Berliner U15 gegen Westfalen im Einsatz

Zwei intensive Leistungsvergleiche liegen hinter Berlins U15-Junioren. Foto: BFV.

Die Junioren-Auswahl des BFV traf in zwei torreichen Leistungsvergleichen auf das Team des FLVW.

In der vergangenen Woche weilte mit der U15-Auswahl des Fußball- und Leichtathletik-Verbandes Westfalen (FLVW) eines der stärksten Verbandsteams Deutschlands in der BFV-Sportschule in Berlin-Wannsee. Dementsprechend groß war die Herausforderung für die Berliner Spieler in den zwei Leistungsvergleichen, die während des Aufenthaltes der Gäste in der Hauptstadt anstanden.

Im ersten Spiel auf Rasen des Sportforums Hohenschönhausen waren die Berliner den Westfalen ebenbürtig und bestimmten vor allem zu Beginn das Geschehen, die Gäste konterten jedoch eiskalt und nutzen die Berliner Fehler im Spielaufbau gnadenlos aus. Auf der anderen Seite wurden die Tormöglichkeiten nicht konsequent verwertet und es gelang nur ein Berliner Treffer. Das 1:6-Endergebnis war am Schluss deutlicher als es die Spielanteile vermuten ließen.

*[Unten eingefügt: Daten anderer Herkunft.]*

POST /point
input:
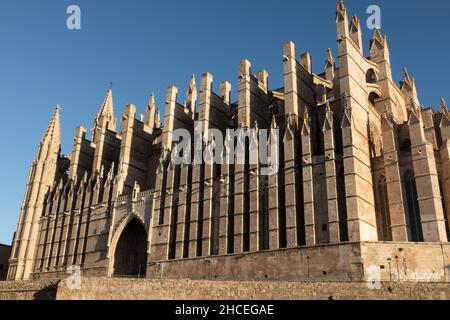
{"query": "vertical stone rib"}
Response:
(308, 188)
(429, 196)
(330, 174)
(393, 181)
(254, 194)
(182, 210)
(290, 185)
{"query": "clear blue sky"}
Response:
(144, 46)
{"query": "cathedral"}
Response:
(362, 189)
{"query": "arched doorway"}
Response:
(130, 257)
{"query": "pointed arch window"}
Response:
(382, 209)
(415, 226)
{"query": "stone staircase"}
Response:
(28, 290)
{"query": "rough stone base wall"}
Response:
(144, 289)
(340, 262)
(28, 290)
(86, 272)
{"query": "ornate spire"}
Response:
(191, 95)
(341, 7)
(329, 66)
(443, 105)
(330, 59)
(54, 128)
(105, 117)
(158, 119)
(150, 112)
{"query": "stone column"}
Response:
(330, 173)
(393, 180)
(445, 157)
(290, 186)
(239, 193)
(158, 248)
(273, 190)
(169, 212)
(224, 208)
(196, 202)
(254, 191)
(208, 203)
(308, 190)
(361, 220)
(68, 221)
(429, 196)
(183, 213)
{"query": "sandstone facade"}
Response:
(364, 181)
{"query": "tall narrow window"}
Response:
(382, 209)
(264, 216)
(415, 226)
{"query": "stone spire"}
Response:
(52, 136)
(408, 88)
(329, 66)
(379, 50)
(105, 118)
(191, 96)
(355, 32)
(150, 113)
(54, 128)
(341, 20)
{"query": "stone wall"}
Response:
(28, 290)
(140, 289)
(340, 262)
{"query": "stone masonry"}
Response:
(363, 186)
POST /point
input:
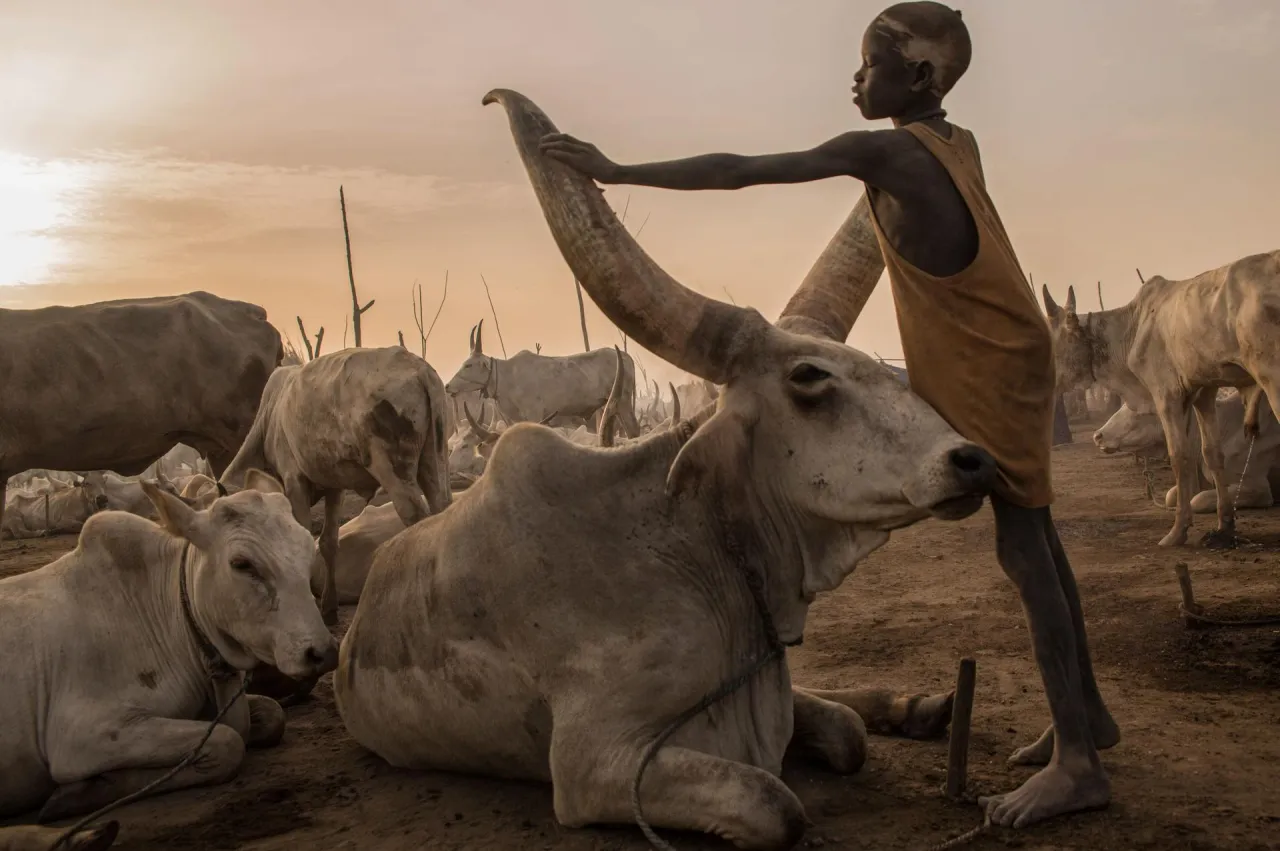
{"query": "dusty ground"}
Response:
(1198, 767)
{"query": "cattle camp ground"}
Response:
(1197, 768)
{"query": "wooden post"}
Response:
(1061, 426)
(581, 315)
(1189, 607)
(961, 722)
(356, 310)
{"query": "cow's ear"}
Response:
(179, 518)
(721, 447)
(94, 838)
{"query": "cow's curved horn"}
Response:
(485, 435)
(609, 412)
(699, 334)
(833, 293)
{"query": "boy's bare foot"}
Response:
(1055, 790)
(1106, 735)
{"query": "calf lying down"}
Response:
(140, 635)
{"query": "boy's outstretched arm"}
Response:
(873, 156)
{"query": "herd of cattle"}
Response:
(551, 563)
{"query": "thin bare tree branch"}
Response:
(494, 311)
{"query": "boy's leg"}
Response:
(1074, 778)
(1106, 733)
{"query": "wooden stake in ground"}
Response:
(356, 310)
(581, 315)
(312, 353)
(961, 721)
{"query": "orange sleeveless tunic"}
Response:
(977, 346)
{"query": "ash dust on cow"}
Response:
(1198, 708)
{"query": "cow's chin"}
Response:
(956, 507)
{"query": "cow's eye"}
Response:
(808, 374)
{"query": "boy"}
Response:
(977, 347)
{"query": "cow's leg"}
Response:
(1074, 778)
(104, 769)
(397, 477)
(1174, 417)
(1106, 732)
(888, 713)
(682, 790)
(1205, 403)
(827, 732)
(329, 556)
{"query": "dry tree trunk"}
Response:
(356, 310)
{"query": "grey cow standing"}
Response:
(351, 420)
(530, 388)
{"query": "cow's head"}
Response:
(476, 371)
(92, 489)
(1073, 344)
(817, 434)
(1128, 430)
(250, 577)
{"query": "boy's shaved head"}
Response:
(926, 31)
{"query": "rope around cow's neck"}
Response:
(776, 650)
(215, 673)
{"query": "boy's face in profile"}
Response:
(886, 86)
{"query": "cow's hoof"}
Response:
(1219, 539)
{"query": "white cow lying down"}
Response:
(575, 600)
(1128, 430)
(115, 686)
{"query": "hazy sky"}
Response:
(156, 147)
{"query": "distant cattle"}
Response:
(114, 385)
(1176, 343)
(1142, 434)
(530, 388)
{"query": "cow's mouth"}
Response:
(956, 507)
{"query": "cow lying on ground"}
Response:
(135, 640)
(113, 385)
(53, 509)
(1178, 342)
(575, 600)
(35, 837)
(1142, 434)
(351, 420)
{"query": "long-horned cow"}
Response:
(1178, 342)
(576, 599)
(136, 635)
(529, 387)
(351, 420)
(114, 385)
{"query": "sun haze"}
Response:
(160, 147)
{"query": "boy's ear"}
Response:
(926, 76)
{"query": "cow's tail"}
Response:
(433, 465)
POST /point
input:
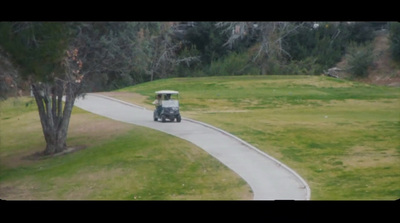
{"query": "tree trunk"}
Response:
(54, 119)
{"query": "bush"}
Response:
(233, 64)
(359, 58)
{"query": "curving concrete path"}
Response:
(268, 178)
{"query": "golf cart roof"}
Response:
(167, 92)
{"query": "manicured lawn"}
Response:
(342, 137)
(120, 162)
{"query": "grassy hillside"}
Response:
(342, 137)
(120, 162)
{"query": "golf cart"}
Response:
(167, 106)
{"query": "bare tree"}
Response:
(269, 35)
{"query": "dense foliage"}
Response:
(118, 54)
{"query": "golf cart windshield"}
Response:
(170, 104)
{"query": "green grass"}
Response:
(120, 162)
(342, 137)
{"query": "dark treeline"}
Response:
(65, 59)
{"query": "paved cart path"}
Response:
(268, 178)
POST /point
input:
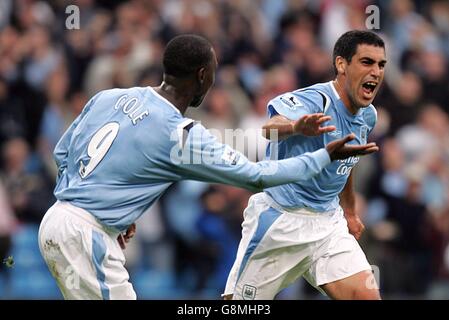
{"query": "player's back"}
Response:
(116, 159)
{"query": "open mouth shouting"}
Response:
(369, 89)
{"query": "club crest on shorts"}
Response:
(249, 292)
(363, 134)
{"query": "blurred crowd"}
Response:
(186, 243)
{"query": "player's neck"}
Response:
(345, 97)
(175, 95)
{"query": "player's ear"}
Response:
(340, 64)
(201, 75)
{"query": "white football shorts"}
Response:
(278, 246)
(84, 258)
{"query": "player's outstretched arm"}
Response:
(218, 163)
(339, 149)
(307, 125)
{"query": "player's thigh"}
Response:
(266, 276)
(274, 258)
(256, 205)
(63, 247)
(342, 269)
(360, 286)
(85, 261)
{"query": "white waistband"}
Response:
(85, 215)
(302, 211)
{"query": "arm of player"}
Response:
(297, 113)
(347, 202)
(204, 158)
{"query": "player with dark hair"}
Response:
(309, 228)
(125, 149)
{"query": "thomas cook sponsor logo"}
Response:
(249, 292)
(345, 166)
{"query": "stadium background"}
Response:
(185, 246)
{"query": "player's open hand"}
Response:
(338, 149)
(310, 125)
(355, 225)
(123, 239)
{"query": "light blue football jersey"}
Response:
(129, 145)
(321, 192)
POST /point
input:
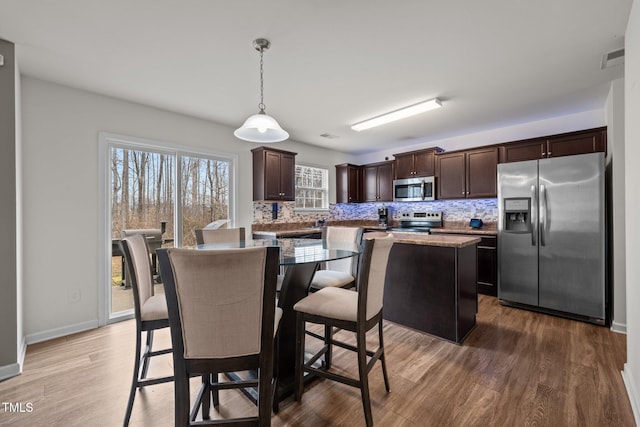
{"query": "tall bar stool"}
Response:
(351, 311)
(150, 312)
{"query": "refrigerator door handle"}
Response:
(534, 220)
(543, 214)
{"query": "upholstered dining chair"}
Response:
(150, 313)
(339, 273)
(357, 312)
(223, 318)
(225, 235)
(219, 235)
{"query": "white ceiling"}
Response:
(332, 63)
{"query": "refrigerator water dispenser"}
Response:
(517, 215)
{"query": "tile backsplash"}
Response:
(452, 211)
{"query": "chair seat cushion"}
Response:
(335, 303)
(331, 278)
(154, 308)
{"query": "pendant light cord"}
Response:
(261, 106)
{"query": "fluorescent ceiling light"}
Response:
(402, 113)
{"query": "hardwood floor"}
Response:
(517, 368)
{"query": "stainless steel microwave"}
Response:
(414, 189)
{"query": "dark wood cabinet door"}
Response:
(482, 173)
(577, 143)
(424, 163)
(415, 164)
(385, 182)
(370, 183)
(450, 178)
(273, 174)
(355, 184)
(348, 185)
(526, 150)
(404, 166)
(287, 177)
(272, 180)
(488, 266)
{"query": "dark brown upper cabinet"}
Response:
(566, 144)
(273, 174)
(378, 182)
(467, 174)
(415, 164)
(348, 183)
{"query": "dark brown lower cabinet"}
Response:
(432, 289)
(488, 266)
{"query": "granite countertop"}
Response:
(285, 233)
(489, 229)
(428, 239)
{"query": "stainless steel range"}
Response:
(419, 222)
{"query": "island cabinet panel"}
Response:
(432, 289)
(348, 183)
(273, 174)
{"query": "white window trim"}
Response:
(107, 140)
(312, 210)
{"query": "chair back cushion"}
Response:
(343, 235)
(140, 265)
(219, 235)
(376, 274)
(220, 297)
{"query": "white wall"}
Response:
(616, 215)
(572, 122)
(60, 191)
(631, 372)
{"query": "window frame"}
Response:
(325, 189)
(108, 140)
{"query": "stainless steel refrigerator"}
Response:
(551, 236)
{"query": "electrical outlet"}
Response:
(74, 295)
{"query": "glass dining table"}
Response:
(300, 259)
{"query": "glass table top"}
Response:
(295, 251)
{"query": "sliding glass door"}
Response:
(164, 194)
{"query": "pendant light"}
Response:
(261, 127)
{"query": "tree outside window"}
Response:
(312, 188)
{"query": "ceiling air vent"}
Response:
(613, 58)
(329, 136)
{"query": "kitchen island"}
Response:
(431, 284)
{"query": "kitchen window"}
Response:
(163, 190)
(312, 188)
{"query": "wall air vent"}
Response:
(613, 58)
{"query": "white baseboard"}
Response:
(22, 352)
(620, 328)
(634, 398)
(61, 332)
(14, 369)
(9, 371)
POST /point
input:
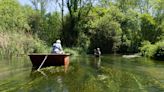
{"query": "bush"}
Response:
(153, 50)
(20, 43)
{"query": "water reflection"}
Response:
(84, 74)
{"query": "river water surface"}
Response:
(85, 74)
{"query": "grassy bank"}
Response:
(19, 43)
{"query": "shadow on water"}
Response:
(85, 74)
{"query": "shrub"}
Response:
(153, 50)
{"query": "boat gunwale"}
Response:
(54, 54)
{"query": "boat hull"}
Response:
(51, 60)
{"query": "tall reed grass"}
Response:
(20, 43)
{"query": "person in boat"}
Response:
(57, 47)
(97, 52)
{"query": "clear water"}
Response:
(85, 74)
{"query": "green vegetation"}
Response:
(116, 26)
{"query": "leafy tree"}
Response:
(12, 16)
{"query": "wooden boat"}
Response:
(50, 59)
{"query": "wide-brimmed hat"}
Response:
(58, 41)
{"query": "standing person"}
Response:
(97, 52)
(57, 47)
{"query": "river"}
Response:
(109, 73)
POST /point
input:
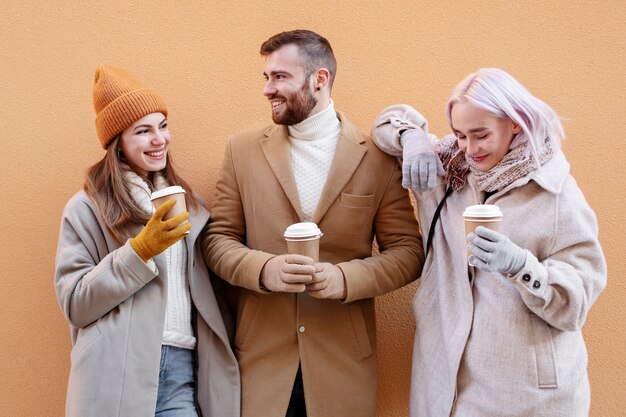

„Eine Breite an spielstarken Jungs in dem Jahrgang“

Am zweiten Spieltag auf dem Kunstrasen des Ernst-Reuter-Sportfeldes spiegelte sich das ausgeglichene Spiel auch im Ergebnis wider. Das war keineswegs selbstverständlich, rekrutierte sich das zweite Berliner Team doch ausschließlich aus Verbandsligateams. Dazu war es für viele Spieler der erste Auswahleinsatz. Die Berliner waren von Beginn an sehr aufmerksam, viele Zweikämpfe wurden für sich entschieden. Dennoch lag man wie am Vortag nach dem ersten guten Angriff der Westfalen mit 0:1 zurück. Im weiteren Verlauf konnten die Berliner dann selbst für Gefahr sorgen und drehten das Spiel. Man erspielte sich Chancen und konnte auf 3:1 stellen. Im Gegensatz zum Vortag nutzten die Westfalen ihre Torchancen nicht so konsequent, was auch an den überzeugenden Torwartleistungen auf Berliner Seite lag. In der Schlussminute gelang den Westfalen noch der Anschlusstreffer zum 3:2, am Berliner Sieg konnte das jedoch nichts mehr ändern.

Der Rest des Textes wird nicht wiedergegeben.